Wednesday, 9 March 2016

BLUETOOTH ARCHITECTURE

                             Bluetooth defines two types of network:
                                    a) Piconet
                                    b) Scatternet

  •  Bluetooth is a packet-based protocol with a master-slave structure. One master may communicate with up to 7 slaves in a piconet, all devices share the master's clock.
  • Whenever there is a connection between two Bluetooth devices, a piconet is formed . Any Bluetooth device can be either a master or a slave. All devices have the same timing and frequency hopping sequence.
  • A Bluetooth  network is called a PICONET or a slave. All devices have the stations, one of which is called PRIMARY and the rest are called SECONDRIES .
  • The communication between  the primary and the secondary can be one- to -one or one-to-many. 


  • A piconet can have maximum of 7 secondaries must be active state an additional 8 secondary's can be in the parked state.
  • A secondary in a parked state is synchronized with the primary but cannot take part in communication until it is moved from the parked state means that an active station must go to the parked state.
  • Multiple piconets can exist in the large room and can even be connected via a bridge node.
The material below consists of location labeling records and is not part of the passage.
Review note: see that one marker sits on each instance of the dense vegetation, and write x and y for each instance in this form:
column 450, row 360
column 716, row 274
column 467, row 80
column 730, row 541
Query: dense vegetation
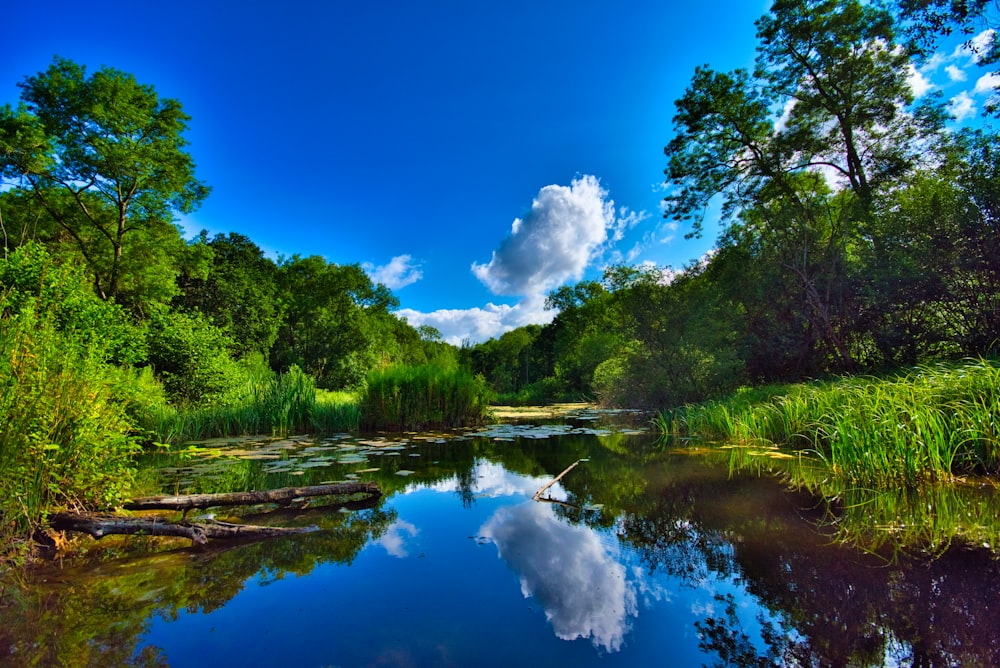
column 858, row 235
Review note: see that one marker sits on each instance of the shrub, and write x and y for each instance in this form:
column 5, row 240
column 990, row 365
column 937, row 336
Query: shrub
column 64, row 435
column 422, row 397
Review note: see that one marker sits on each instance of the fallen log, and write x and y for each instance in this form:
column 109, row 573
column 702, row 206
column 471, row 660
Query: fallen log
column 538, row 494
column 99, row 526
column 283, row 496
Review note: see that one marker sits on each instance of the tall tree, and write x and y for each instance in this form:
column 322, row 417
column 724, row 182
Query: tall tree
column 240, row 293
column 331, row 325
column 104, row 156
column 828, row 101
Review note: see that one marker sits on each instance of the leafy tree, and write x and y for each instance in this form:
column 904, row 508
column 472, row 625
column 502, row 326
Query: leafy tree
column 330, row 329
column 191, row 357
column 104, row 158
column 240, row 293
column 832, row 72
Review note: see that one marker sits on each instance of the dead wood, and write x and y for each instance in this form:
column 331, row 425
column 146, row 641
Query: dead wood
column 99, row 526
column 283, row 496
column 538, row 494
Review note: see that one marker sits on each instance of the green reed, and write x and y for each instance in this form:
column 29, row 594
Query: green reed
column 263, row 404
column 401, row 398
column 932, row 423
column 64, row 438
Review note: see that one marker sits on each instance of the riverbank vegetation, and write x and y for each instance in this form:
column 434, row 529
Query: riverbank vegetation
column 858, row 236
column 930, row 424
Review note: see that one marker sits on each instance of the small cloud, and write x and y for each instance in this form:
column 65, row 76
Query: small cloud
column 554, row 242
column 962, row 106
column 475, row 325
column 919, row 84
column 786, row 113
column 934, row 62
column 988, row 83
column 400, row 272
column 396, row 536
column 982, row 44
column 955, row 73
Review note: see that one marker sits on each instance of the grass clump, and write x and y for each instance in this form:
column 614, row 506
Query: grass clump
column 930, row 424
column 264, row 403
column 403, row 398
column 65, row 435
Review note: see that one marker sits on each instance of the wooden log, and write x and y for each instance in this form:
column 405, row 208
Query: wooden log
column 282, row 496
column 569, row 468
column 99, row 526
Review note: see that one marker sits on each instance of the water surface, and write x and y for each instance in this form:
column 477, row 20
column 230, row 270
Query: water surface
column 643, row 554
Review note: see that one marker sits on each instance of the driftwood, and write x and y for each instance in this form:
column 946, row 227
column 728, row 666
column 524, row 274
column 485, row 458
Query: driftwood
column 99, row 526
column 538, row 494
column 283, row 496
column 199, row 532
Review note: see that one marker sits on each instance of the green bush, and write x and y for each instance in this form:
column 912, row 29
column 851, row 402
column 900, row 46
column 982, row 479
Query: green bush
column 64, row 433
column 423, row 397
column 191, row 357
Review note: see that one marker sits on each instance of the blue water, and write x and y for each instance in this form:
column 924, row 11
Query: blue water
column 503, row 582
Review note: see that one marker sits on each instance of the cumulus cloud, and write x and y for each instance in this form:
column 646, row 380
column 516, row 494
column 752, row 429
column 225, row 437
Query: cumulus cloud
column 981, row 44
column 480, row 324
column 554, row 242
column 955, row 73
column 962, row 106
column 988, row 83
column 395, row 538
column 919, row 84
column 400, row 272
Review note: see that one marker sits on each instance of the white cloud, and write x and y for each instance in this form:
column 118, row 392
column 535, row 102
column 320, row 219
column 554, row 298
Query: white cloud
column 962, row 106
column 919, row 84
column 988, row 83
column 554, row 242
column 955, row 73
column 982, row 43
column 479, row 324
column 400, row 272
column 786, row 113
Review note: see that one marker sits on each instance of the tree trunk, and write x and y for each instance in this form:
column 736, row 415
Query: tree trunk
column 283, row 496
column 99, row 526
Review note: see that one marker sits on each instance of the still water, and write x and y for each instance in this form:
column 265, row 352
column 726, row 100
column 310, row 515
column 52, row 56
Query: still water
column 643, row 554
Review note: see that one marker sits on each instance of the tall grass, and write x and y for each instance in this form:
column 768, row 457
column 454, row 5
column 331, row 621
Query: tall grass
column 930, row 424
column 263, row 404
column 402, row 398
column 63, row 435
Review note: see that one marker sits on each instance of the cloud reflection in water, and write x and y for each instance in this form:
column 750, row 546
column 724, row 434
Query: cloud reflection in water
column 577, row 579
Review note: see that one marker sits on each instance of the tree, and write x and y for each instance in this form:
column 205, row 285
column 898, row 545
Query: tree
column 802, row 149
column 104, row 157
column 330, row 329
column 240, row 293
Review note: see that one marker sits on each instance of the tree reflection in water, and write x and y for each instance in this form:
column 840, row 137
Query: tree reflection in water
column 753, row 572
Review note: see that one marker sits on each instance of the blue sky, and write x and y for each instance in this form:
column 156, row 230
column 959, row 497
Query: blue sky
column 416, row 137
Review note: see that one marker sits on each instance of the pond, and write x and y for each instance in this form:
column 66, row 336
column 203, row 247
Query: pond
column 645, row 553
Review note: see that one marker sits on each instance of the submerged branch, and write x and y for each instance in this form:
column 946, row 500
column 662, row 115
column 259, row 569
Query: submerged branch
column 538, row 494
column 99, row 526
column 283, row 496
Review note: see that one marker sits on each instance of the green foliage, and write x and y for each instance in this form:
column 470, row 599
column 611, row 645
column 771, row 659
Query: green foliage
column 103, row 157
column 405, row 398
column 929, row 425
column 64, row 432
column 239, row 294
column 335, row 319
column 191, row 357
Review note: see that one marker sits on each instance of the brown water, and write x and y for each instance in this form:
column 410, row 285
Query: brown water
column 644, row 555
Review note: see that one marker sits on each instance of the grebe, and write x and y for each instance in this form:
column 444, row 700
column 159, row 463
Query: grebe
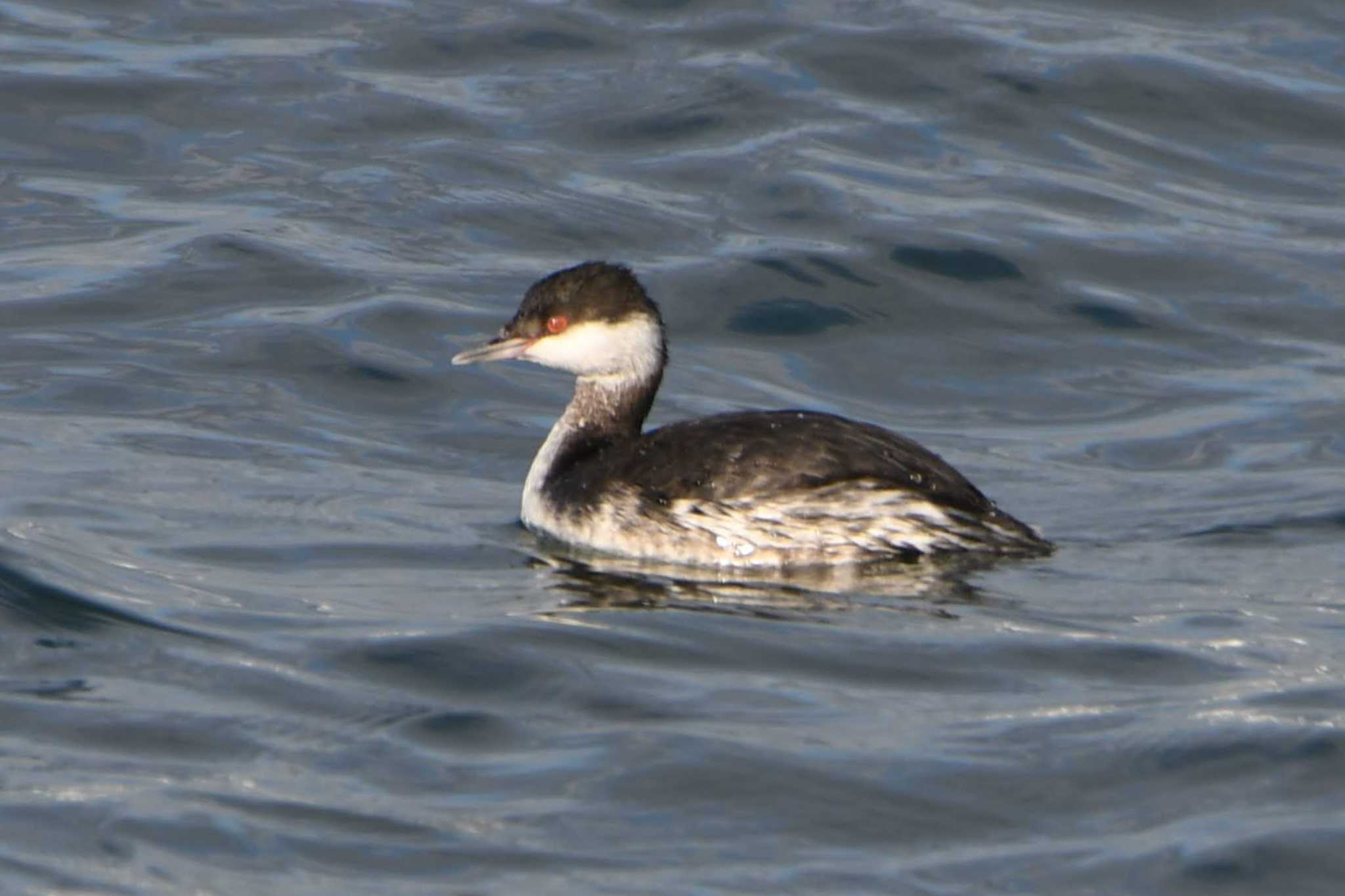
column 745, row 489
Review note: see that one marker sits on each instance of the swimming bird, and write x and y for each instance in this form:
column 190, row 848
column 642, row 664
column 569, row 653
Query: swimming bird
column 743, row 489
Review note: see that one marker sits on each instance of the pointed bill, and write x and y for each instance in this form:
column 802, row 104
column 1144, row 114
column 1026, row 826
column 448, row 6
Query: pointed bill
column 498, row 350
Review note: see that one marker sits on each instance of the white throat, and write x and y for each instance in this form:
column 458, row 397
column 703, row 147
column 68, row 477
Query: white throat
column 628, row 349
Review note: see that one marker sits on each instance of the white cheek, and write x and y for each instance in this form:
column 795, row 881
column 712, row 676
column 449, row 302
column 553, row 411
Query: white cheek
column 598, row 350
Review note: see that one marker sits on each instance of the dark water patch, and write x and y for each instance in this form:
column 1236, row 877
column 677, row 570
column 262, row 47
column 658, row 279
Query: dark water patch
column 45, row 688
column 790, row 270
column 838, row 270
column 472, row 730
column 545, row 39
column 1016, row 82
column 1300, row 860
column 43, row 605
column 786, row 316
column 967, row 265
column 1107, row 316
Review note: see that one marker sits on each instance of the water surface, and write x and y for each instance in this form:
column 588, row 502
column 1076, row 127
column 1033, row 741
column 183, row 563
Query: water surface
column 269, row 621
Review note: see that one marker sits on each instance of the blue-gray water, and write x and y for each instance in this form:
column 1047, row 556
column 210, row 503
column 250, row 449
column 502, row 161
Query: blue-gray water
column 268, row 624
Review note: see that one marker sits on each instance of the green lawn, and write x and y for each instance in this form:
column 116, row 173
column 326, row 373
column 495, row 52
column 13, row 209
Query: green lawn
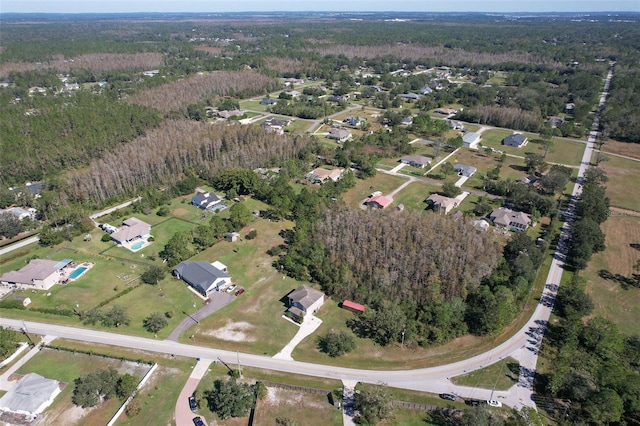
column 260, row 308
column 380, row 182
column 66, row 367
column 624, row 176
column 612, row 300
column 499, row 376
column 564, row 151
column 414, row 194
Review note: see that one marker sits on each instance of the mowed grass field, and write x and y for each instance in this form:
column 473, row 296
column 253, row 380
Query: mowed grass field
column 251, row 323
column 611, row 300
column 564, row 151
column 623, row 187
column 66, row 367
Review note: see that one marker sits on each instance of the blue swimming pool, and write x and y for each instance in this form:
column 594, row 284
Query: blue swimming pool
column 137, row 246
column 77, row 272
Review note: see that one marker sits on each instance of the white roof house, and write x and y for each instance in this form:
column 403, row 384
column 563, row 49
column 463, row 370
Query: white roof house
column 31, row 395
column 471, row 139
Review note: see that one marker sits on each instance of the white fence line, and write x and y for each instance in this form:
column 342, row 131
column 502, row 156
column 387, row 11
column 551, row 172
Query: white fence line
column 126, row 403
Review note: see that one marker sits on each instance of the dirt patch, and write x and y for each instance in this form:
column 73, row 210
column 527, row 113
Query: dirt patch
column 234, row 331
column 622, row 236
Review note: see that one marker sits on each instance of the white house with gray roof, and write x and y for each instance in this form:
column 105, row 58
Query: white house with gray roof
column 304, row 301
column 203, row 276
column 38, row 274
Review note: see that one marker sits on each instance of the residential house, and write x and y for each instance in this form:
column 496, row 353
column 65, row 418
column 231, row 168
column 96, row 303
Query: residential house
column 132, row 229
column 416, row 160
column 471, row 139
column 455, row 125
column 206, row 200
column 232, row 236
column 321, row 175
column 555, row 121
column 464, row 170
column 441, row 204
column 30, row 396
column 411, row 96
column 407, row 121
column 293, row 93
column 516, row 140
column 268, row 101
column 38, row 274
column 353, row 121
column 20, row 213
column 340, row 135
column 230, row 113
column 510, row 219
column 203, row 276
column 481, row 225
column 353, row 306
column 304, row 301
column 378, row 202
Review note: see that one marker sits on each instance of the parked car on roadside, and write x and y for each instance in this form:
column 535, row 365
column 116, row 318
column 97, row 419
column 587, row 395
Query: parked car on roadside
column 193, row 404
column 449, row 396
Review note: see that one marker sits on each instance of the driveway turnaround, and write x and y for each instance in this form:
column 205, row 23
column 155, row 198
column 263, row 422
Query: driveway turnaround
column 184, row 415
column 308, row 326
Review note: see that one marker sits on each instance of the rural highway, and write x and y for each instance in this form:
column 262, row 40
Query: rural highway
column 523, row 346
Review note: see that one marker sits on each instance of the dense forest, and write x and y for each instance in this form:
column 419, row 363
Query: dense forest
column 166, row 153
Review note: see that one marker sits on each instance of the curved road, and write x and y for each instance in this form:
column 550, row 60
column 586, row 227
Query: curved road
column 523, row 346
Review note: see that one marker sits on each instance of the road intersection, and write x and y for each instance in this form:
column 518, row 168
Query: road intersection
column 523, row 345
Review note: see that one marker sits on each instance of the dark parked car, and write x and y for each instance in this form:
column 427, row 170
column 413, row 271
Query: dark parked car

  • The master chooses which slave device to address , it switches rapidly from one device to another in a round-robin fashion. Since it is the master that chooses which slave to address , whereas a slave is supposed to listen in each receive slot.
  • Being a master of seven slaves is possible; being a slave of more than one master is difficult.

SCATTER NET:-

  • An interconnected collection of piconets is called a SCATTERNET .
  • A secondary station in one piconet can be the primary in another piconet . This station can receive messages from the primary in the piconet and acting as a primary , delivery them to secondaries in the second piconet.
  • A station can be a member of two piconets.